More objectivity, less balance, please

Paul Krugman made an interesting observation in a talk at Berkeley, which is becoming something of a meme. Apologies to those for whom this is obvious, but it was new to me. He pointed that we should distinguish between balance and objectivity in our media. Let me give an example. Evolution is a scientific theory which has a great deal of supporting evidence – possibly as much evidence as almost any scientific theory. (I agree with Karl Popper that scientific theories are disproven, not proven, so I won’t say it has been proved.) There are, however, many people in the world who believe various creation myths for which there is no evidence. The Miao people of China, for example, believe that a God made the earth and people from spitting and clapping. There are other people who believe that God made the earth in six days, and rested on the seventh. When the media report a story that refers to evolution, they can be objective or they can be balanced. If they are objective, they will report evolution as the correct explanation of how we came to be; and they do not need to refer to any or all of the hundreds of creation myths that exist out there (unless these are in some way relevant to the story). But balance, by contrast, requires that they give some – perhaps equal – airtime to these other explanations, even though they are nothing more than superstitions. The problem is that the media has been cowed into believing that it must be balanced, instead of objective. As Krugman puts it:

The media are desperately afraid of being accused of bias. And that’s partly because there’s a whole machine out there, an organized attempt to accuse them of bias whenever they say anything that the Right doesn’t like. So rather than really try to report things objectively, they settle for being even-handed, which is not the same thing. One of my lines in a column — in which a number of people thought I was insulting them personally — was that if Bush said the Earth was flat, the mainstream media would have stories with the headline: ‘Shape of Earth–Views Differ.’ Then they’d quote some Democrats saying that it was round.

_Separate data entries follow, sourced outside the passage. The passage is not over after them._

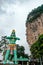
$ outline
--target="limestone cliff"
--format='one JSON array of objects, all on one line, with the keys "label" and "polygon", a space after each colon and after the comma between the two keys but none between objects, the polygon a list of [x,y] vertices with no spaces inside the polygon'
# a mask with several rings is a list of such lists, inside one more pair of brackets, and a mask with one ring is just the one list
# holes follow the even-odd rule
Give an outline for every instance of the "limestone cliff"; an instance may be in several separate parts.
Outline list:
[{"label": "limestone cliff", "polygon": [[33,44],[43,34],[43,5],[33,10],[26,21],[26,39]]}]

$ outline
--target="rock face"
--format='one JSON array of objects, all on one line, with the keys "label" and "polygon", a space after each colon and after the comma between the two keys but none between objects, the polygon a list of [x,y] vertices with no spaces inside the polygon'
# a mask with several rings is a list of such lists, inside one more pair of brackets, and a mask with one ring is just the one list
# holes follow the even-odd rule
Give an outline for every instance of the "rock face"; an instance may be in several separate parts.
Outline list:
[{"label": "rock face", "polygon": [[26,38],[28,44],[33,44],[43,34],[43,14],[32,22],[26,23]]}]

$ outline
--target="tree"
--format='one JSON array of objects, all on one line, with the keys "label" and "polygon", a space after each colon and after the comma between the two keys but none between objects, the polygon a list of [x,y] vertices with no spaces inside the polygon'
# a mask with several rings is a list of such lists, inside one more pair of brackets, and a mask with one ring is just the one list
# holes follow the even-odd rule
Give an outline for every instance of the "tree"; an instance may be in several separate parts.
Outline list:
[{"label": "tree", "polygon": [[43,57],[43,34],[39,36],[38,40],[35,43],[33,43],[30,50],[34,58],[42,60],[41,58]]},{"label": "tree", "polygon": [[[3,48],[1,48],[2,46],[4,46],[4,52],[3,52],[3,56],[5,57],[5,53],[6,53],[6,48],[8,46],[9,42],[8,40],[6,40],[6,36],[2,36],[1,41],[0,41],[0,51],[3,51]],[[23,58],[28,58],[28,54],[25,54],[25,48],[23,46],[19,46],[18,44],[17,46],[17,57],[20,58],[20,56],[22,56]],[[10,58],[11,54],[9,55]],[[12,55],[12,57],[9,60],[12,60],[14,55]]]},{"label": "tree", "polygon": [[[10,58],[10,60],[12,60],[12,58],[13,58],[14,55],[9,55],[9,56],[12,56]],[[28,54],[25,54],[25,48],[23,46],[19,46],[17,44],[17,58],[20,58],[21,56],[23,58],[29,58]]]}]

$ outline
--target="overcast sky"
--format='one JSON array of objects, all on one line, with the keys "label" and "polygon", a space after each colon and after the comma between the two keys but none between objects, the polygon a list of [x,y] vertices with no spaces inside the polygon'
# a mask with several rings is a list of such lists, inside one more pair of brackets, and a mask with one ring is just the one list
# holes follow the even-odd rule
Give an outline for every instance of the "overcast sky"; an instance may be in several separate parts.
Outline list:
[{"label": "overcast sky", "polygon": [[0,37],[10,35],[15,29],[17,37],[20,38],[17,44],[23,45],[26,53],[30,55],[25,23],[29,12],[41,4],[43,0],[0,0]]}]

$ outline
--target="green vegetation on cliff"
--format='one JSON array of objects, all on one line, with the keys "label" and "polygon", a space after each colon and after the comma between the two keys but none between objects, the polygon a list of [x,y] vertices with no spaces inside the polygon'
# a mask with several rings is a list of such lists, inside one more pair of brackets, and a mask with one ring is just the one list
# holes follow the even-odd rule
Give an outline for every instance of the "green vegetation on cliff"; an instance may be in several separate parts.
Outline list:
[{"label": "green vegetation on cliff", "polygon": [[43,5],[39,6],[38,8],[35,8],[34,10],[32,10],[32,12],[30,12],[28,14],[26,23],[27,22],[32,22],[37,17],[39,17],[42,13],[43,13]]}]

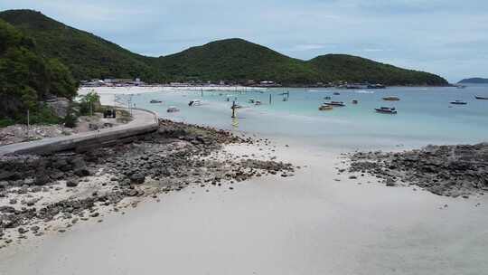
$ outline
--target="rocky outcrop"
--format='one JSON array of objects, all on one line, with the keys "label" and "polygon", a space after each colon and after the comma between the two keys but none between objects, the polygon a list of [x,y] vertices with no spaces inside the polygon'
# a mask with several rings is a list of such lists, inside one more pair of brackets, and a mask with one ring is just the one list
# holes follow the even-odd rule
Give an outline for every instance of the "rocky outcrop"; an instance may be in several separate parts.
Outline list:
[{"label": "rocky outcrop", "polygon": [[374,175],[387,185],[402,182],[453,197],[488,192],[488,143],[355,153],[350,158],[350,172]]}]

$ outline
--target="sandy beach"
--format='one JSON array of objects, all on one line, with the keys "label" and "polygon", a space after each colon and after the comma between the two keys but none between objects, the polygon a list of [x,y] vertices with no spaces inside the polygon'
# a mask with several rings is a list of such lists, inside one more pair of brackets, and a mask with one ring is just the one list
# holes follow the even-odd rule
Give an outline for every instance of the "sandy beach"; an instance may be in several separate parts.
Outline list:
[{"label": "sandy beach", "polygon": [[[100,90],[102,102],[112,93]],[[152,91],[137,88],[131,92]],[[288,146],[289,145],[289,146]],[[338,173],[341,150],[274,140],[222,154],[292,162],[266,175],[147,198],[0,251],[0,274],[482,274],[488,198]]]},{"label": "sandy beach", "polygon": [[[262,155],[256,146],[226,149]],[[386,187],[373,178],[351,180],[336,175],[340,155],[314,148],[277,144],[276,154],[302,168],[293,177],[252,179],[232,191],[187,188],[123,216],[107,215],[101,223],[29,241],[0,251],[0,274],[481,274],[488,269],[486,197],[454,199]]]}]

I’m not sure Krugman is right that the problem is mainly fear. I suspect that it is also laziness: it is a lot easier to put up two opposing points of view, in the interests of balance, than it is to take the time to weigh up the evidence and decide what an objective account should be. Whatever the reasons, I found this a useful distinction.


3 responses to “More objectivity, less balance, please”

  1. Dave avatar

    Owen, have you read Wikipedia’s policy on writing from a Neutral Point of View?

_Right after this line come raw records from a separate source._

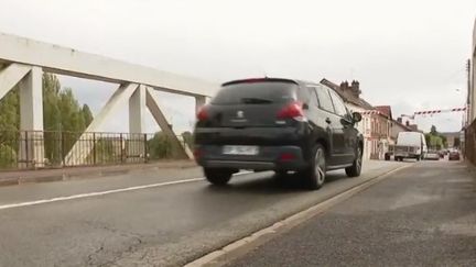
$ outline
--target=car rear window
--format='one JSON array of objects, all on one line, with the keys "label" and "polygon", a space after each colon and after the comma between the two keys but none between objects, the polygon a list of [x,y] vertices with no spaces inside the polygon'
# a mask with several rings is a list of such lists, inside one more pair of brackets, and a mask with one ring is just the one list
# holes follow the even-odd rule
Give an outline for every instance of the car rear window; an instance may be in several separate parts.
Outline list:
[{"label": "car rear window", "polygon": [[242,82],[225,86],[214,104],[284,103],[296,99],[298,85],[281,81]]}]

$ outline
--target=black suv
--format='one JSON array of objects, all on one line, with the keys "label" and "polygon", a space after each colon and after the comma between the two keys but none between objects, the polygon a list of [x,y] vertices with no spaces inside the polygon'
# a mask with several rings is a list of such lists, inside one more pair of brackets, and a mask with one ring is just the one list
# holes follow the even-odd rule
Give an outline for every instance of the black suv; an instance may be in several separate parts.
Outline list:
[{"label": "black suv", "polygon": [[197,113],[195,159],[207,180],[226,185],[239,169],[296,171],[318,189],[326,170],[361,170],[361,120],[333,89],[290,79],[226,82]]}]

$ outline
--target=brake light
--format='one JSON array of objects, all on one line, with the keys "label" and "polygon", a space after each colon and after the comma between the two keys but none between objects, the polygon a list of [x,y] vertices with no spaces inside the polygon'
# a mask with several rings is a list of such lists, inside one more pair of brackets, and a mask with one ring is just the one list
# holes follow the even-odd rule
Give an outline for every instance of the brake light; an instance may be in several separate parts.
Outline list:
[{"label": "brake light", "polygon": [[195,159],[199,159],[202,157],[202,151],[198,148],[195,148],[194,157],[195,157]]},{"label": "brake light", "polygon": [[282,154],[280,155],[280,160],[281,160],[281,162],[289,162],[289,160],[293,160],[293,159],[295,159],[295,155],[294,155],[294,154],[291,154],[291,153],[282,153]]},{"label": "brake light", "polygon": [[197,120],[198,121],[205,121],[207,119],[208,119],[208,111],[206,109],[206,105],[204,105],[197,112]]},{"label": "brake light", "polygon": [[298,118],[303,118],[303,116],[304,116],[304,112],[302,109],[302,103],[300,103],[298,101],[288,104],[278,113],[278,119],[280,119],[280,120],[298,119]]}]

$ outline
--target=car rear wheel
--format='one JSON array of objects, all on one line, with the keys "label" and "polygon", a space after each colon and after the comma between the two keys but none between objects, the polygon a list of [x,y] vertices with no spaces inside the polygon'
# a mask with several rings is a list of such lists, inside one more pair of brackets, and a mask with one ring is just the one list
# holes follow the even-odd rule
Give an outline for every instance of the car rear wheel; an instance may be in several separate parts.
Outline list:
[{"label": "car rear wheel", "polygon": [[316,190],[322,188],[325,182],[326,167],[325,149],[321,144],[317,144],[314,147],[314,156],[311,158],[310,167],[300,173],[307,189]]},{"label": "car rear wheel", "polygon": [[356,149],[356,159],[354,159],[353,166],[346,168],[346,175],[348,177],[358,177],[361,173],[361,148],[360,146]]},{"label": "car rear wheel", "polygon": [[223,168],[204,168],[205,178],[213,185],[225,186],[231,179],[232,171]]}]

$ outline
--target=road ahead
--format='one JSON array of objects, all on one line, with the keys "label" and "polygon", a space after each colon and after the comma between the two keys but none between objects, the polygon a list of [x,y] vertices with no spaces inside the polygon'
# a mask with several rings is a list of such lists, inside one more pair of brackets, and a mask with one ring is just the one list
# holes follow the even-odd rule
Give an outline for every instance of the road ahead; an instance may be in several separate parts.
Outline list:
[{"label": "road ahead", "polygon": [[368,162],[312,192],[270,173],[216,188],[198,168],[0,188],[0,266],[183,265],[405,165]]},{"label": "road ahead", "polygon": [[229,266],[476,266],[476,178],[425,162]]}]

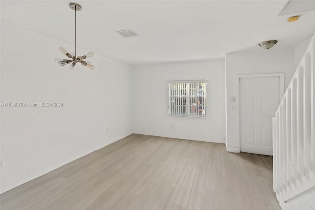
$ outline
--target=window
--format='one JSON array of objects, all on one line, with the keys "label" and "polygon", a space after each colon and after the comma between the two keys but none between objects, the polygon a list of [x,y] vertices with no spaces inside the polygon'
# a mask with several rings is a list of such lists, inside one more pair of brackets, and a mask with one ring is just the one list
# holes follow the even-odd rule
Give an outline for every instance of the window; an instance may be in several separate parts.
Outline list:
[{"label": "window", "polygon": [[169,81],[169,115],[206,117],[207,81]]}]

    … Unbiased writing does not present only the most popular view; it does not assert the most popular view is correct after presenting all views; it does not assert that some sort of intermediate view among the different views is the correct one. Presenting all points of view says, more or less, that p-ists believe that p, and q-ists believe that q, and that’s where the debate stands at present. Ideally, presenting all points of view also gives a great deal of background on who believes that p and q and why, and which view is more popular (being careful not to associate popularity with correctness). Detailed articles might also contain the mutual evaluations of the p-ists and the q-ists, allowing each side to give its “best shot” at the other, but studiously refraining from saying who won the exchange.

    What if we applied such a standard to journalistic writing?

  2. owen avatar
    owen

    Dave: that quote from Wikipedia is interesting. I guess I am saying that I don’t want news articles to even try to tell me everyone’s point of view. Lots of people believe in astrology: that does not mean that an objective article about the suitability of a person for a public office should tell me his or her star sign.

  3. James Bulkice avatar

    I think you are right. And what do we do???? What do we do?!!!